Le Rwanda accuse également la RDC d’être complice de divers groupes armés, y compris la milice FDLR et d’autres milices ethniques.
« Les attaques de drones et les offensives terrestres cohérentes et aveugles constituent des violations flagrantes des accords de cessez-le-feu de la RDC et continuent de coûter de nombreuses vies », précise la même source, ajoutant que la RDC s’est engagée, dans les accords de Washington, à mettre un terme au soutien au FDLR mais n’a pris aucune mesure pour le faire.
Pressé par l’administration Trump, qui avait parrainé cet accord, le Rwanda s’est dit prêt à désengager ses forces, à condition que la RDC honore ses engagements.
« Le Rwanda reste déterminé à respecter tous les aspects des accords de Washington, y compris le cadre régional d’intégration économique », conclut le communiqué.
Cette volte-face intervient près d’un mois après que le président rwandais, Paul Kagame, a affirmé ne pas se soucier des sanctions américaines.

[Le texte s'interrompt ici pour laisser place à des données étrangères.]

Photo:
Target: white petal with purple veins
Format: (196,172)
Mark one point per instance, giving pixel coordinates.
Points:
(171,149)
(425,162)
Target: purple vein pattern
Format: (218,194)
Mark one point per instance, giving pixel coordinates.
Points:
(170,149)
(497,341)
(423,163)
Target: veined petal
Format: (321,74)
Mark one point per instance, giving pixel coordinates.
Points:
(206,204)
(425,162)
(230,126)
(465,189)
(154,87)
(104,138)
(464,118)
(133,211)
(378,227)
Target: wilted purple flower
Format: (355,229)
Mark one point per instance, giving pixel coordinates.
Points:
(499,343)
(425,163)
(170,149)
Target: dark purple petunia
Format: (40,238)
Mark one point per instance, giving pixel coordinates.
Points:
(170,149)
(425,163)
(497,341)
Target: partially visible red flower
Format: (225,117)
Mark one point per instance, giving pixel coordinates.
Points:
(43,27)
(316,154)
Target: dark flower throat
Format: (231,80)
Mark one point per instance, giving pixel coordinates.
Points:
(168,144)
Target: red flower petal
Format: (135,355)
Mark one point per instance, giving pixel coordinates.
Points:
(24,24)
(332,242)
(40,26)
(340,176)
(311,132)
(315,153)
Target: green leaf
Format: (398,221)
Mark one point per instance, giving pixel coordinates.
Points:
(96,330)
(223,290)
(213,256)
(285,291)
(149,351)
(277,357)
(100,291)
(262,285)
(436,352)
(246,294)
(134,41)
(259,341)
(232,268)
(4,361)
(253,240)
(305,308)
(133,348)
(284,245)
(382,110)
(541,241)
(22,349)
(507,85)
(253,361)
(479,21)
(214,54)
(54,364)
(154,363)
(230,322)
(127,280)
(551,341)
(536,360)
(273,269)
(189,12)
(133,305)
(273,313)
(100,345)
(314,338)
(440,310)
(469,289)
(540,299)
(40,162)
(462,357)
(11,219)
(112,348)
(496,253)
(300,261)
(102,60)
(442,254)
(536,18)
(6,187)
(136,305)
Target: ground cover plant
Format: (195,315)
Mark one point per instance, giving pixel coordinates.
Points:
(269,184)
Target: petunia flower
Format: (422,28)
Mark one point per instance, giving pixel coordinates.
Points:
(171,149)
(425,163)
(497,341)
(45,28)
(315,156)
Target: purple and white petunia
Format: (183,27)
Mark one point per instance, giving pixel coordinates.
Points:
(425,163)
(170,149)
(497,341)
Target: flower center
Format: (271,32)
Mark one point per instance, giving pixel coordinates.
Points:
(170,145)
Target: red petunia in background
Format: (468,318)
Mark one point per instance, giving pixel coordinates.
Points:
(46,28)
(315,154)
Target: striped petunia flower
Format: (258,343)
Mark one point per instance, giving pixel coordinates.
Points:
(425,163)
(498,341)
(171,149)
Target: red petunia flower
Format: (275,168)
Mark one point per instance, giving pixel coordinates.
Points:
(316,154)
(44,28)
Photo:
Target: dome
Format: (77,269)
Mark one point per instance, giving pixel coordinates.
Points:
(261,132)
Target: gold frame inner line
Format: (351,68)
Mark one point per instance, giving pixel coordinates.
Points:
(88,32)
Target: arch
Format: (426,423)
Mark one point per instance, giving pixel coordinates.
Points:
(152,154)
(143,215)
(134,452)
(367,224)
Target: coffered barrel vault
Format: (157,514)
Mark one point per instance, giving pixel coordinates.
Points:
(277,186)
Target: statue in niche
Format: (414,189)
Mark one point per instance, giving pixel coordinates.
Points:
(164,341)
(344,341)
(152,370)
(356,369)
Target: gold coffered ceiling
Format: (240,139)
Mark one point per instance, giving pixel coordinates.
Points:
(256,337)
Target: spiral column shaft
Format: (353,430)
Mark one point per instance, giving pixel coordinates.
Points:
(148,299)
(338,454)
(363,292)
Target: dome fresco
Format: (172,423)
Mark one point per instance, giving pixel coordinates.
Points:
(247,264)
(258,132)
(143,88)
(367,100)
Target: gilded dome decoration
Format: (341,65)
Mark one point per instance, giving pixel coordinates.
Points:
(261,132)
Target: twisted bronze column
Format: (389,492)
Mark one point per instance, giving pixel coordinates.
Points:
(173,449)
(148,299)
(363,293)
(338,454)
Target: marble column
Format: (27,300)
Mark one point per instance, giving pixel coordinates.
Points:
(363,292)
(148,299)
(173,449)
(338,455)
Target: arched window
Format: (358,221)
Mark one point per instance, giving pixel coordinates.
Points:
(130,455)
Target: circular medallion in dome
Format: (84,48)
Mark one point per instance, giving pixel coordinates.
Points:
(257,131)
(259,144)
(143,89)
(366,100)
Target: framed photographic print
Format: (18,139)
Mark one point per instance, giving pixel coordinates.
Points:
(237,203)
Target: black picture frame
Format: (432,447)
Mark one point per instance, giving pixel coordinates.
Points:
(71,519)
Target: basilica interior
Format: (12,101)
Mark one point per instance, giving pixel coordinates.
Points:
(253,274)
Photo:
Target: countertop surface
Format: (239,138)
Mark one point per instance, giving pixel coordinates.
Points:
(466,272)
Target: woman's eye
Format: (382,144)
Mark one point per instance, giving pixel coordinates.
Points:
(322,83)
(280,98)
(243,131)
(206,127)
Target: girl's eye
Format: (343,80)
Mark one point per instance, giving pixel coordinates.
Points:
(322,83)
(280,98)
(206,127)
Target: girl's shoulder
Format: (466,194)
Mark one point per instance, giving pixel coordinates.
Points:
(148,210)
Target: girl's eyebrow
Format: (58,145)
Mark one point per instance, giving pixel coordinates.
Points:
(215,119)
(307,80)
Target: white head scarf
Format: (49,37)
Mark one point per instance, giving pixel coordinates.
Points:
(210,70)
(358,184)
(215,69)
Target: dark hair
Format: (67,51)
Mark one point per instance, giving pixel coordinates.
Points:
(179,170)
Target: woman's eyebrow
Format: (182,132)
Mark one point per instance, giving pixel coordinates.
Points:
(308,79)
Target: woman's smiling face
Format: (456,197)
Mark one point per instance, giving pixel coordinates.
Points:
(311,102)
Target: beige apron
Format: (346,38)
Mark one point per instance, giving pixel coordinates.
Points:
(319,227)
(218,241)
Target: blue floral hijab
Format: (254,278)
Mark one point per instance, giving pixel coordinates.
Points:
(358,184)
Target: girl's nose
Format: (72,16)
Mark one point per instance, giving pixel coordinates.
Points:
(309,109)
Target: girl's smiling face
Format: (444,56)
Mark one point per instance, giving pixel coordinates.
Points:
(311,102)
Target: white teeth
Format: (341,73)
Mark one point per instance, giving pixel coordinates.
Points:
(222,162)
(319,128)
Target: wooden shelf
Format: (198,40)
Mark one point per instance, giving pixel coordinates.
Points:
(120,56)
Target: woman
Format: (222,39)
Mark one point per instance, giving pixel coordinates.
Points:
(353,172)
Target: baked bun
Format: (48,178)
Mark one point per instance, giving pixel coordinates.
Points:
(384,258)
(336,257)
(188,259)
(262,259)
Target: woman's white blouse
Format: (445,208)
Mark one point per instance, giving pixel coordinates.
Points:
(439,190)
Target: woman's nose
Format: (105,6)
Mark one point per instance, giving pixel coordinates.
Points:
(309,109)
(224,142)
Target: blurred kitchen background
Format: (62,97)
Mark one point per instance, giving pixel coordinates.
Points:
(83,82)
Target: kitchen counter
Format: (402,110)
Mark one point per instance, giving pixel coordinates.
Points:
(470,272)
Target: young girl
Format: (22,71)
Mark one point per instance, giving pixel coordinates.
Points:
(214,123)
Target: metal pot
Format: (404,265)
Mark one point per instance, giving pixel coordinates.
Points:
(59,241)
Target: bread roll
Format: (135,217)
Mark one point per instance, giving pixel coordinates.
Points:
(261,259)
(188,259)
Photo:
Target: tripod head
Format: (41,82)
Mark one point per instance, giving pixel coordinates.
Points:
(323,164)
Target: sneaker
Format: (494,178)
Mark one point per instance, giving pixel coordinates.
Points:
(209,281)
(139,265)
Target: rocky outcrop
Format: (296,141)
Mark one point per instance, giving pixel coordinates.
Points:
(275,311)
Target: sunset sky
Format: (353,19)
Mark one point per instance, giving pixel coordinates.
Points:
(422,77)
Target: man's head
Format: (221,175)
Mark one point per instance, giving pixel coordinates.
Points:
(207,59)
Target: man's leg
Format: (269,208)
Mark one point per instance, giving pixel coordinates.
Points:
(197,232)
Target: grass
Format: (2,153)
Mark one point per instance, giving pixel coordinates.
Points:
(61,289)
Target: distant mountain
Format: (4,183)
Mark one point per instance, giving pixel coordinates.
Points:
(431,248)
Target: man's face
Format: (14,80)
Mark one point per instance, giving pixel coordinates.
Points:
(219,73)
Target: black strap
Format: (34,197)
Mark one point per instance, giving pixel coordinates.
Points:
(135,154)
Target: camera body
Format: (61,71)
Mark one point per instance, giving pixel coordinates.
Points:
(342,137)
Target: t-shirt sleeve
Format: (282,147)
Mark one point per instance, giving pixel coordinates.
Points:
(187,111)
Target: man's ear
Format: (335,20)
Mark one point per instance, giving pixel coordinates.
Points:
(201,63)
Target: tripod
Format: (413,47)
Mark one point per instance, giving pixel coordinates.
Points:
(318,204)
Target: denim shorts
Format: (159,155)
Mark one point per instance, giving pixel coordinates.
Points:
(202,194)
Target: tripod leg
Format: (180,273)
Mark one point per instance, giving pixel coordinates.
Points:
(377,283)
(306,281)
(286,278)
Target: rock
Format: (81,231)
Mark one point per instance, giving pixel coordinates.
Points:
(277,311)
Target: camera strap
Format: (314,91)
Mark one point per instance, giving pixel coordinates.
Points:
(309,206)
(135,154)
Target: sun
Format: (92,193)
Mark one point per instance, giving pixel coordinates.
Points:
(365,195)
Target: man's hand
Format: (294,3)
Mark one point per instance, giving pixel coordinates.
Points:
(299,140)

« Au lieu d’être étouffé par toutes ces menaces, je préfère être étouffé par mon attitude de défi et je vais leur dire d’aller au diable. Vous ne pouvez pas me créer des problèmes puis commencer à me menacer », a-t-il dénoncé, faisant allusion aux pressions constantes de la communauté internationale contre le Rwanda.
Dernièrement, le chef de l’État rwandais a mené des efforts de lobbying pour obtenir l’annulation de ces sanctions, qui étaient en préparation. Cependant, ces initiatives se sont avérées infructueuses, et les sanctions ont été finalement annoncées dans la soirée du lundi 2 mars 2026.
Les États-Unis affirment que l’armée rwandaise a fourni un soutien opérationnel direct au M23 et à ses affiliés. Les forces de défense du Rwanda ont introduit des équipements militaires avancés sur le champ de bataille, y compris des systèmes de brouillage GPS, des équipements de défense aérienne, des drones et d’autres matériels.
Les responsables militaires rwandais sanctionnés comprennent :
- Vincent Nyakarundi : Chef d’état-major des RDF, commandant des forces terrestres ayant mené des opérations en soutien au M23.
- Ruki Karusisi : Général de division d’infanterie, ancien commandant des opérations spéciales supervisant les opérations militaires en soutien au M23.
- Mubarakh Muganga: Chef d’état-major de la défense du RDF, ayant joué un rôle clé dans la planification des opérations en RDC.
- Stanislas Gashugi: Commandant des forces d’opérations spéciales du RDF, nommé le 15 mars 2025.
En plus des sanctions, le secrétaire américain au Trésor, Scott Bessent, a averti que le Trésor utiliserait tous les moyens à sa disposition pour s’assurer que les parties aux accords de Washington respectent leurs obligations.
« Nous attendons le retrait immédiat des troupes, des armes et de l’équipement des Forces de défense du Rwanda », a-t-il martelé.